The overview of RO Reverse Osmosis Water Treatment Equipment
The principle of reverse osmosis is that a high pressure is exerted on one side of the raw water so that the water molecules reverse osmosis from the side with a high concentration to the side with a low concentration. Because the pore of reverse osmosis is much smaller than the virus and bacteria hundreds or even thousands of times more, so that all kinds of viruses, bacteria, heavy metals, solid soluble matter, pollution organic, calcium and magnesium ions simply can not pass through the reverse osmosis membrane, and achieve the purpose of water purification softening.
The pure water produced by the reverse osmosis water purifier tastes sweet and refreshing, good permeability, solubility, metabolic force, high diffusion force, water activity is large, so that the household electric bottle, iron, humidifier, beauty apparatus, etc. will not bring you inconvenience in life because of limescale, thoroughly solving the problem of high water hardness, water alkali. Because the unit takes a concentrated water discharge, it does not cause secondary contamination and has a unique membrane flushing function.

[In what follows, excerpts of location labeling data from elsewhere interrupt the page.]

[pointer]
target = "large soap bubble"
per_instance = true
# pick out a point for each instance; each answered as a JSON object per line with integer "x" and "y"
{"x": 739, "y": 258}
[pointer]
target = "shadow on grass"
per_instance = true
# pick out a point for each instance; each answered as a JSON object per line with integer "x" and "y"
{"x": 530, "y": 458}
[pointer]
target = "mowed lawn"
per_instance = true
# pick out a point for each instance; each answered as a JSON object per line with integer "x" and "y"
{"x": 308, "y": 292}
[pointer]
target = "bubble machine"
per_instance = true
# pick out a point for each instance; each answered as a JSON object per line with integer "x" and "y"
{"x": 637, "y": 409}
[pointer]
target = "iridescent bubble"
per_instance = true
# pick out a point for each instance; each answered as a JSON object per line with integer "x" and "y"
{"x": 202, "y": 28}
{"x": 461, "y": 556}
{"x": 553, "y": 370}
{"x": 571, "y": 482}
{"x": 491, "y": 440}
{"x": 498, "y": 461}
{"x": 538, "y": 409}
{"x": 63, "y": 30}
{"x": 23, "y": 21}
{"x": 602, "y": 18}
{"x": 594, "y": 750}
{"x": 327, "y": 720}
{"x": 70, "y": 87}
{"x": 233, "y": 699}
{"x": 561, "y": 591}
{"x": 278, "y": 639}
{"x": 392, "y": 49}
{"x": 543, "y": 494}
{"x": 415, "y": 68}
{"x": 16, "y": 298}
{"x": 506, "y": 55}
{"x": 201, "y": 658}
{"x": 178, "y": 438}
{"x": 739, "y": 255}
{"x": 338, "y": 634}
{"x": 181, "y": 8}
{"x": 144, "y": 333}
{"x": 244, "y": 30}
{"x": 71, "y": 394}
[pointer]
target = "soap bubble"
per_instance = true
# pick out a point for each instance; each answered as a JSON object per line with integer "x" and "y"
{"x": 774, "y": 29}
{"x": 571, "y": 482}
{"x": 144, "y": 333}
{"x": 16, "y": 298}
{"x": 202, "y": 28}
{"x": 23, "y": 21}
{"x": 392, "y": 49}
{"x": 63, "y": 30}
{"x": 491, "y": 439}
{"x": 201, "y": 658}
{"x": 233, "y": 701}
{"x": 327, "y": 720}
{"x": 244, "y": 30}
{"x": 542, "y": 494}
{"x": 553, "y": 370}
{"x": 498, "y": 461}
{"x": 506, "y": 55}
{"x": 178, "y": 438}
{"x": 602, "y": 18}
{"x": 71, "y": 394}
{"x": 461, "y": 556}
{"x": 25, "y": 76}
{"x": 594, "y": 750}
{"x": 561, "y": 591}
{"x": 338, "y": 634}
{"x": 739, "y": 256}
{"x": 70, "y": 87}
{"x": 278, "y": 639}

RO Reverse Osmosis Water Treatment Equipment description
1.Using the current RO reverse osmosis system to obtain pure water process, water conductivity is generally less than 5us/cm better than the national standard GB17323-1998. water quality is sterile, particle-free, sweet and pure.
2.The system 0010010 #39;s reverse osmosis membrane desalination rate is as high as 98% and recovery rate is as high as 50-75%, and it has a unique technical style. The whole system has been verified by several water purification manufacturers, and the removal rate of germs, toxic heavy metals, radionuclides and organic micro-pollutants in water is as high as 99.99%, 95%, 99% and 95% respectively. Toxic and hazardous substances have been eliminated from source water, and several toxicological indicators, such as trihalomethanes, carbon tetrachloride, benzene, polycyclic aromatic hydrocarbons, pesticides, phenols, and other radionuclides such as lead, mercury, beryllium, chromium, cadmium, uranium, thallium, etc. are below the detection limit.